Impeachment Investigation, Impeachment Vote: A Prosecution Perspective


There are differences between the decisions facing a prosecutor in an ordinary criminal case and the decisions now facing members of the House of Representatives. There are also similarities.


Impeachment Investigation

Most cases reach prosecutorial attention after an arrest. In fewer cases the prosecution becomes involved pre-arrest in the light of evidence of a crime. These are the cases most similar to the circumstances in which the US House of Representatives finds itself. The first question in these cases is whether the weight and quality of the existing evidence and the seriousness of the crime warrant further investigation.

In the decision whether to open an investigation, the prosecutor, of course, is concerned only with crimes; the congressperson with impeachable offenses whether crimes or not. The prosecutor will not investigate unless there is a decent probability that sufficient admissible evidence will be found to establish guilt at trial beyond a reasonable doubt. The Senate has not, in past impeachment cases, established a burden of persuasion standard, and evidence admissibility is, at best, less clearly defined than it is in criminal trials. 

These factors tend to make it easier for the House to move forward on an impeachment investigation than for a prosecutor to initiate a criminal investigation. There is, however, a significant factor on the other side. The impeachment of a District Court Judge for consistently sleeping during trial is merely a high level, formalized, personnel matter. The impeachment of a president, by contrast, is of the greatest constitutionally gravity. The House ought not pursue an impeachment investigation unless there is a reasonable probability that it will turn up evidence of offenses bearing on fitness to perform the presidential duties and of such seriousness as to justify setting aside the results of an election.

This particular president has a weaker than usual case that his impeachment would be a sin against democracy. Trump assumed office contrary to the will of the people as expressed at the ballot box. His campaign was aided, and his opponent’s damaged, by a massive, coordinated intelligence service operation of a hostile foreign state. That foreign intervention he, in part, encouraged, celebrated, and furthered.  

Yet, if they cannot make much of an argument from democracy, Trump’s defenders can make a cogent argument from constitutional legitimacy. The Electoral College is a failed anachronism and the US electoral system has proved far too vulnerable to foreign manipulation.  Still, Trump is the constitutionally legitimate president. That is enough to set quite a high bar on the decision to go forward with an impeachment investigation. 

The evidence outlined in the second volume of the Mueller Report, however, easily clears that bar. There is overwhelming evidence of obstruction of justice and of some acts which, even if there were insufficient evidence of corrupt motive, show terrible judgment – a judgment, if governed by principles at all, could only have been by principles antagonistic to the constitutional order. 

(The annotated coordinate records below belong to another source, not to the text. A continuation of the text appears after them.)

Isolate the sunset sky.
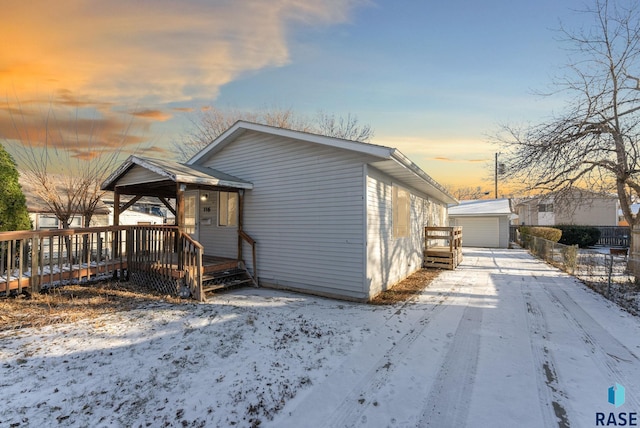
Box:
[0,0,587,190]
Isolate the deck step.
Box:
[202,268,254,293]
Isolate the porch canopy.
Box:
[101,156,253,230]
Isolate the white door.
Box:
[456,217,500,248]
[184,190,200,241]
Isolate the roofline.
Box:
[100,155,253,191]
[186,120,458,204]
[391,149,460,205]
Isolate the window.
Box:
[538,204,553,213]
[218,192,238,226]
[392,186,411,238]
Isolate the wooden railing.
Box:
[0,226,127,293]
[424,226,462,251]
[0,226,205,300]
[423,226,462,269]
[178,232,205,302]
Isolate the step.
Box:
[202,278,253,293]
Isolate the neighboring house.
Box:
[449,199,513,248]
[515,189,618,226]
[618,204,640,227]
[103,121,457,300]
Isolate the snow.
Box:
[0,249,640,427]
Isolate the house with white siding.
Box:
[103,121,457,301]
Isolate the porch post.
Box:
[111,191,122,280]
[238,189,244,261]
[176,183,186,230]
[113,187,120,226]
[175,183,187,269]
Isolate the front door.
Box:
[184,190,200,241]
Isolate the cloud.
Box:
[0,0,362,103]
[431,156,490,163]
[0,102,150,162]
[131,110,173,122]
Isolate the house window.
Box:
[38,214,82,230]
[218,192,238,226]
[392,186,411,238]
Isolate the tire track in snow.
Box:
[522,278,570,428]
[328,280,470,427]
[543,279,640,408]
[416,306,483,427]
[416,260,489,427]
[320,258,477,427]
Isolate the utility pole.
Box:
[494,153,507,199]
[494,153,498,199]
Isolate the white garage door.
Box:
[456,217,500,248]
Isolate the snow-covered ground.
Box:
[0,249,640,427]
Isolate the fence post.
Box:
[29,234,41,294]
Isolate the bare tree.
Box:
[5,105,131,228]
[445,185,491,201]
[315,111,374,142]
[172,107,373,160]
[498,0,640,252]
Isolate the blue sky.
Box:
[0,0,588,189]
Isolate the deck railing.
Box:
[0,226,127,293]
[0,226,204,300]
[423,226,462,269]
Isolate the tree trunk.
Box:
[627,224,640,278]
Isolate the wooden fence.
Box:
[509,226,631,247]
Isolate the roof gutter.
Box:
[391,149,460,205]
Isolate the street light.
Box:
[494,153,507,199]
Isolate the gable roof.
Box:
[449,199,512,217]
[102,156,253,193]
[186,120,458,204]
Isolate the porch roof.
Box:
[101,156,253,197]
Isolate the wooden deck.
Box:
[423,227,462,270]
[0,225,257,301]
[0,261,127,293]
[151,254,240,279]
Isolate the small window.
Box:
[392,186,411,238]
[538,204,553,213]
[218,192,238,226]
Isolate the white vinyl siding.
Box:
[201,132,368,299]
[218,192,238,227]
[367,167,446,297]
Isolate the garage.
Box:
[449,199,513,248]
[454,217,500,248]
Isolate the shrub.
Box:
[520,226,562,242]
[556,225,600,248]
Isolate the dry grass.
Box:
[369,269,442,305]
[0,269,441,331]
[0,282,193,331]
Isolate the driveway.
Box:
[276,249,640,427]
[0,249,640,428]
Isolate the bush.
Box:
[556,225,600,248]
[520,226,562,242]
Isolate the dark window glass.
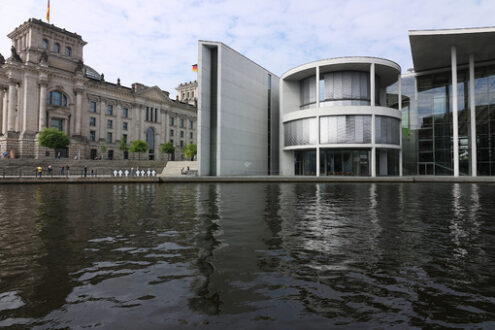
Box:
[107,104,113,116]
[89,101,96,112]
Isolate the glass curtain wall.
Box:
[474,66,495,175]
[320,149,370,176]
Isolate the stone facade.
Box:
[175,80,198,106]
[0,19,197,159]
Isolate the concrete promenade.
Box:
[0,175,495,184]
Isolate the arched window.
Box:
[146,127,155,152]
[47,91,67,107]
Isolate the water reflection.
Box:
[0,184,495,328]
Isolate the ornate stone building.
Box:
[175,80,198,106]
[0,18,197,159]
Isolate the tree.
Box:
[129,140,148,160]
[182,143,198,160]
[160,141,175,159]
[38,127,70,155]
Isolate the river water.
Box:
[0,183,495,329]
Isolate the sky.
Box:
[0,0,495,97]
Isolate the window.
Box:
[89,101,96,112]
[47,91,67,107]
[107,104,113,116]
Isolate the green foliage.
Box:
[160,141,175,154]
[38,127,70,149]
[182,143,198,160]
[129,140,148,159]
[119,139,129,151]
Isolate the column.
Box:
[316,66,320,176]
[38,81,47,132]
[397,73,402,176]
[74,89,83,135]
[450,46,459,177]
[469,54,478,176]
[7,80,17,132]
[370,63,376,178]
[0,89,9,134]
[0,88,5,134]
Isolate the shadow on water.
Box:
[0,183,495,329]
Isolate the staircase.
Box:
[160,160,198,176]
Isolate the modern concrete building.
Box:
[198,27,495,176]
[0,19,197,159]
[279,57,401,176]
[198,41,279,176]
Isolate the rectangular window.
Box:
[89,101,96,112]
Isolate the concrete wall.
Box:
[198,41,279,176]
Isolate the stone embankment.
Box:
[0,158,167,178]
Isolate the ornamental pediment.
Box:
[137,86,168,103]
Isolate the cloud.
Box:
[0,0,495,95]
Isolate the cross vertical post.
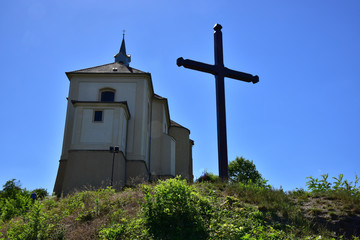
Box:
[176,24,259,180]
[214,24,229,179]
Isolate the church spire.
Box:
[114,30,131,66]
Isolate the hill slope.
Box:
[0,178,360,239]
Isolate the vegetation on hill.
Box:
[0,158,360,239]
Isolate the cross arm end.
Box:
[176,57,184,67]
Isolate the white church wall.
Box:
[70,103,128,151]
[80,109,115,144]
[67,75,150,161]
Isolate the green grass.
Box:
[0,178,360,239]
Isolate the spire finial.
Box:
[114,29,131,66]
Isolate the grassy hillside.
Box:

The prosecutor has no choice but to investigate the murder where bloody fingerprints are visible at the scene of the stabbing. The decision of the House to investigate the Trump presidency should be no more difficult.

Charging an Impeachment

The prosecutor who believes, after thorough investigation, that no jury will convict should not take the case to trial.  It is a waste of the jury’s time, the judge’s time, and the prosecutor’s time. The defendant may deserve to suffer the travails of a trial, but it in terms of the public good, it is wasted suffering. It more often is a crime control negative rather than a positive. Insofar as the trial is publicized it is likely to convey the message that crime does pay because the guilty can beat the rap.

If after a thorough impeachment investigation, it is clear to a House member that the Senate will not convict, then she should not vote the impeachment. The question is not “do I believe that the president guilty of high Crimes and Misdemeanors”; it is “do I think there should be an impeachment trial in the Senate.”  Every trial prosecutor has declined to take cases to trial though knowing the defendant guilty. (Suppressed or otherwise inadmissible evidence is the chief, but not the only, cause.)  An impeachment that will certainly fail in the Senate is too great a cost. Insofar as the public, and history, have a right to know the facts, the impeachment investigation will have made that record. 

If the Senators who will oppose the impeachment would certainly have voted the other way were the president of the other party, that is a shame. It would be confirmation of our first president’s fears that political parties would undermine the Constitution.  An acquittal of a clearly guilty president would likely harden those partisan commitments, among its many other ill effects.